The chemical ingredient is thought to protect the nerve cells from damage that may lead to the neurological disorder.

The active ingredient's mechanism of action involves the destruction of the amyloid plaque that leads to the development of the Alzheimer's disorder.

Benefits of the MIND Diet

The MIND diet is clinically proven to reduce your risk of Alzheimer’s and degenerative neurological diseases.

The researchers who created the MIND diet claimed that a healthy diet is just one of the many factors that go into your risk for Alzheimer’s disease. Nevertheless, a healthy diet was shown to reduce the risk of Alzheimer’s by 53% in patients who closely followed MIND diet recommendations.

Along with diet, exercise is another factor that plays a huge role in your risk of degenerative brain disease. The researchers recommended that anyone following the MIND diet also consider regular exercise to give themselves better health in the long run.

Who Created the MIND Diet?

The MIND diet was created by researchers from the Rush University Medical Center in Chicago.
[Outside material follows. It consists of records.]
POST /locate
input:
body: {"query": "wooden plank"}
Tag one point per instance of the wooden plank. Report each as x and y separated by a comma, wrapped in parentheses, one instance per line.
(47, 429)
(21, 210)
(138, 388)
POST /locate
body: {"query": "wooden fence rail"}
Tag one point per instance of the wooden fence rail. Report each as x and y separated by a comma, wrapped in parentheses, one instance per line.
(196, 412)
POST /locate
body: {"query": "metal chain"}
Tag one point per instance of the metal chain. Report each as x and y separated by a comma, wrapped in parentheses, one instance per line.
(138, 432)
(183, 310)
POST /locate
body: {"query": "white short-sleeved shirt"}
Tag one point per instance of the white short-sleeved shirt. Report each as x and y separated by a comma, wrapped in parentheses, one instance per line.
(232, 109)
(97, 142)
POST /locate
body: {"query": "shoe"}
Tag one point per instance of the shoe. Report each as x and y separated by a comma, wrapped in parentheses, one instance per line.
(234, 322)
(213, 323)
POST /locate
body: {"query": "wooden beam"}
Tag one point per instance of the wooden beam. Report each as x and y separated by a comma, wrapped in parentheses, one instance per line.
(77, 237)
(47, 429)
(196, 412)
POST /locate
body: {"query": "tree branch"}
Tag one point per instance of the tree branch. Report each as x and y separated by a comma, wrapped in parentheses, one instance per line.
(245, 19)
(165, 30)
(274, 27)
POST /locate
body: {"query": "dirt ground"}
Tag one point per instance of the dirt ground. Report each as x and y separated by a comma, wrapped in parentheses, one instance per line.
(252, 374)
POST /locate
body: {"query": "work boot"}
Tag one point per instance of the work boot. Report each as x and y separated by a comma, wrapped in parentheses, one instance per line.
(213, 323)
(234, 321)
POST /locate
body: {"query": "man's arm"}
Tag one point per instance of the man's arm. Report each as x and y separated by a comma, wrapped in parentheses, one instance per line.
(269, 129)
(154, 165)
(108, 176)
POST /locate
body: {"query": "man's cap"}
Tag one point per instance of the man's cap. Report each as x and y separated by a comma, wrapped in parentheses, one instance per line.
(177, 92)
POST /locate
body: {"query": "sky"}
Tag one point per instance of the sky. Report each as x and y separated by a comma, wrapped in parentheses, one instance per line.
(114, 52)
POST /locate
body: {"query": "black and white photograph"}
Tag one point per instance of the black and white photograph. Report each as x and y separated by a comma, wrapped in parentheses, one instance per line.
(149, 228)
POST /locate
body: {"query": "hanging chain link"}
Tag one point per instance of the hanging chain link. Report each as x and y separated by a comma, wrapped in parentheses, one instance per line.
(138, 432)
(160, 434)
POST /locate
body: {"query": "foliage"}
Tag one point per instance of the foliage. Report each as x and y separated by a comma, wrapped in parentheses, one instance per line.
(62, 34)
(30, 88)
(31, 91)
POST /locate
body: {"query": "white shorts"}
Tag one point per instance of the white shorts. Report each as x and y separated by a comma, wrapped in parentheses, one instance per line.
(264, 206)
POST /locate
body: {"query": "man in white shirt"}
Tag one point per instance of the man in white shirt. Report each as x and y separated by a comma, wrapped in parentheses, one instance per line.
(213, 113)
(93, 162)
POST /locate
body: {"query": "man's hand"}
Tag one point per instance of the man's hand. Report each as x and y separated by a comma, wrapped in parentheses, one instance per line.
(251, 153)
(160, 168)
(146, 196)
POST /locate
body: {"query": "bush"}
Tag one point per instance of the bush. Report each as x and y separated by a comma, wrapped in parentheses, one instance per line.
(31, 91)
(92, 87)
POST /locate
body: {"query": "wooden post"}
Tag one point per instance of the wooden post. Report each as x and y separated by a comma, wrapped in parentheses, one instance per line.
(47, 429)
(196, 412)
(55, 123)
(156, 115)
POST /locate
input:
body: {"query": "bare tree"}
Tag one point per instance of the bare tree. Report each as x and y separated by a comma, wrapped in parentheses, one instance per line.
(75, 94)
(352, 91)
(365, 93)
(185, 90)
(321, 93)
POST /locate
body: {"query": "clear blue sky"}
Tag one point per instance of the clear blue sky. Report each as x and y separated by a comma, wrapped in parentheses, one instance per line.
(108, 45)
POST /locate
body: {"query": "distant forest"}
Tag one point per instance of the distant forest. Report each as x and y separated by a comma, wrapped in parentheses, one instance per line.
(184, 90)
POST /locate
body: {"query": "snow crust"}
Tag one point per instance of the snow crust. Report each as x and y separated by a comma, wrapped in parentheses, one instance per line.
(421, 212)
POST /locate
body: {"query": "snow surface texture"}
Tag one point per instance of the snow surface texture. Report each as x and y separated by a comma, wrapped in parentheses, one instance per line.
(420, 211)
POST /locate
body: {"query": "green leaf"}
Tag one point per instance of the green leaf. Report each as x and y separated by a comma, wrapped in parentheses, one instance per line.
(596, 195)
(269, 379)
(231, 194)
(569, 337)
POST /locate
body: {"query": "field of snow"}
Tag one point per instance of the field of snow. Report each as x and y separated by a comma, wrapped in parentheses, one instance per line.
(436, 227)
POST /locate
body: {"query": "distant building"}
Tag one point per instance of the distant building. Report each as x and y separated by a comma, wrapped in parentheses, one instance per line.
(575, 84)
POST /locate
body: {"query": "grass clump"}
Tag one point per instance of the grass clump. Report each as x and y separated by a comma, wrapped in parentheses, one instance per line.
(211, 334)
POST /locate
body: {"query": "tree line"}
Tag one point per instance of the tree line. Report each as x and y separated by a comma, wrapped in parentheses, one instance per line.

The research was funded by the National Institute on Aging. All of the researchers in the study are from Rush with the exception of Frank M. Sacks, MD, who is a professor of cardiovascular disease prevention at the Department of Nutrition at Harvard’s School of Public Health. Sacks chaired the committee that created the DASH diet.

Should You Start the MIND Diet?

5 million Americans over the age of 65 suffer from Alzheimer’s disease. That number is expected to rise as America’s population gets older. By following the recommendations in the MIND diet, you can significantly reduce your risk of Alzheimer’s and other degenerative neurological conditions and live a longer, healthier life.

In summary, foods that are rich in antioxidants should be taken to reduce the risks associated with the development of the Alzheimer's disease.

Foods such as vegetables, nuts, and seeds, among others, contain vitamin E which helps destroy the amyloid plaque that is associated with Alzheimer's.